Das Ziel der Firma ist es nach eigenen Angaben, die Digitalisierung in Deutschland sicher und schnell voranzubringen.
Für die Digitalisierung von Städten hat Kobil die SuperApp „myCity“ entwickelt.
Perspektivisch sollen unter anderem Verwaltungsdienstleistungen , Shopping-Portale, Fahrpläne, Ticketkauf-Seiten, Lieferdienste, Logistikdienste, Reise- und Tourismusportale, Bildungseinrichtungen und Banken-, Versicherungs- und Gesundheitsdienste auf der Plattform zu finden sein.
Auf der SuperApp soll es außerdem sichere Chat-Kanäle geben, beispielsweise für die Kommunikation zwischen Kitas und Eltern oder Studenten und Hochschulen.
Auch Unternehmen können ihre Apps in die SuperApp einspeisen . rad
Und für die Technologie hat Sadeghie auch schon einen Abnehmer gefunden: das Technologieunternehmen Kobil aus Worms. Die Firma setzt den Fokus auf die Digitalisierung von Städten. Das Thema ist ein Herzensprojekt für den Gründer und Geschäftsführer Ismet Koyun. Das Schlüsselprodukt ist deshalb die SuperApp „myCity“, die in Worms schon seit 2024 verwendet wird. Eine SuperApp sei eine Plattform, erklärt Koyun. Dort können die Bewohner der Stadt unter anderem ihre digitale Identität, eine digitale Geldbörse und digitale Verträge für kommunale Dienste verwalten. Auch Firmen können ihre eigenen Anwendungen einspeisen. Die SuperApp besitze höchste Sicherheitsstandards, erklärt Koyun. Perspektivisch soll auch über die SuperApp Sprachkommunikation stattfinden. In diesem Kontext soll dann VoiceRadar helfen, verdächtige oder synthetisch generierte Stimmen frühzeitig zu erkennen und Nutzer vor Manipulation zu schützen.

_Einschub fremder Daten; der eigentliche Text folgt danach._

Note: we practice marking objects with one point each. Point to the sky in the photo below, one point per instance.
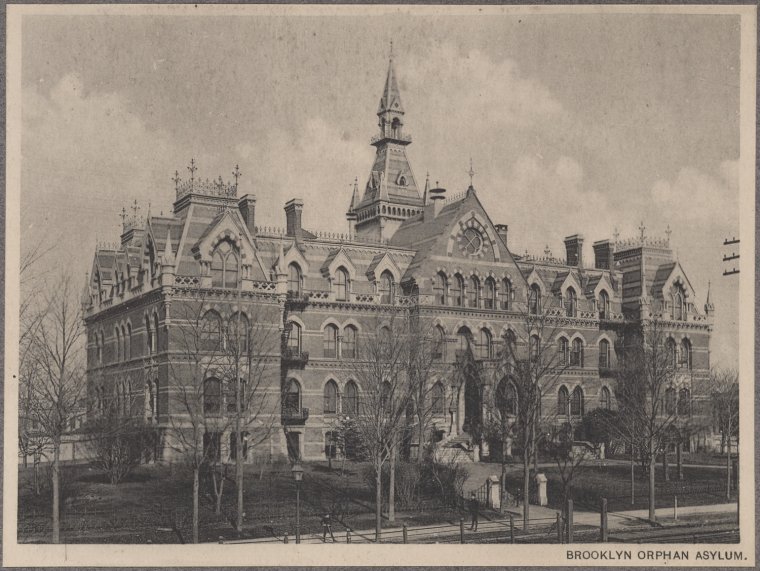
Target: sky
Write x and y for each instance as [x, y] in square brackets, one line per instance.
[575, 123]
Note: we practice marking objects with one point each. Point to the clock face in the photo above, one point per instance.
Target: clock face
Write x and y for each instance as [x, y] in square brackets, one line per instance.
[472, 241]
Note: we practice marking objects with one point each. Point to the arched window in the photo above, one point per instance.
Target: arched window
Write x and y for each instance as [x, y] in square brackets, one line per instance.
[457, 291]
[387, 288]
[670, 400]
[224, 266]
[605, 399]
[571, 303]
[507, 294]
[331, 397]
[294, 337]
[439, 344]
[684, 402]
[341, 285]
[485, 346]
[441, 288]
[604, 354]
[211, 332]
[563, 350]
[473, 292]
[464, 336]
[685, 356]
[438, 399]
[330, 342]
[576, 355]
[292, 400]
[294, 279]
[238, 332]
[506, 398]
[534, 300]
[535, 348]
[489, 294]
[671, 350]
[604, 305]
[576, 402]
[351, 399]
[212, 396]
[348, 351]
[563, 401]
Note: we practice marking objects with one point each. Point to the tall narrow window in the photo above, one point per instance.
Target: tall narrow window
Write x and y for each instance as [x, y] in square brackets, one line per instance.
[489, 294]
[212, 396]
[348, 351]
[571, 303]
[473, 292]
[604, 354]
[605, 399]
[604, 305]
[294, 279]
[351, 399]
[387, 287]
[437, 400]
[506, 294]
[341, 285]
[331, 397]
[330, 342]
[534, 300]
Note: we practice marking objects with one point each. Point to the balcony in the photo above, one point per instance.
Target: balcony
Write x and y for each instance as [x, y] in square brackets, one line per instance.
[295, 358]
[292, 416]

SuperApp wird in Worms schon verwendet
Nach Koyuns Ansicht geht die Digitalisierung in Deutschland schleppend voran, in den Behörden fehle das Wissen. Mit seiner Technologie soll jede Stadt innerhalb von nur einer Woche eine eigene App entwickeln können. „Wir wollen die Menschen regional zusammenbringen“, bekräfigt Koyun.

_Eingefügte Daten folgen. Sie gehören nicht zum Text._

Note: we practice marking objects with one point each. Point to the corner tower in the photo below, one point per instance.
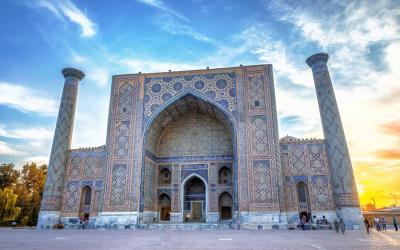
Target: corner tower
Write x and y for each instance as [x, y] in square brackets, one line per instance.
[343, 182]
[53, 192]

Und obwohl digitale Angebote gerade für ältere Menschen oft eine Herausforderung darstellen, sehen sowohl Sadeghi als auch Koyun Chancen in der SuperApp und ihrer KI-Unterstützung. Viele ältere Menschen seien verunsichert im Umgang mit digitalen Angeboten, eben weil es so viele Scams und Betrügereien gebe, so Koyun und Sadeghi. Deshalb sei eine einfache Bedienung der Systeme äußerst wichtig, sodass sich ältere Menschen sicher in ihnen bewegen können.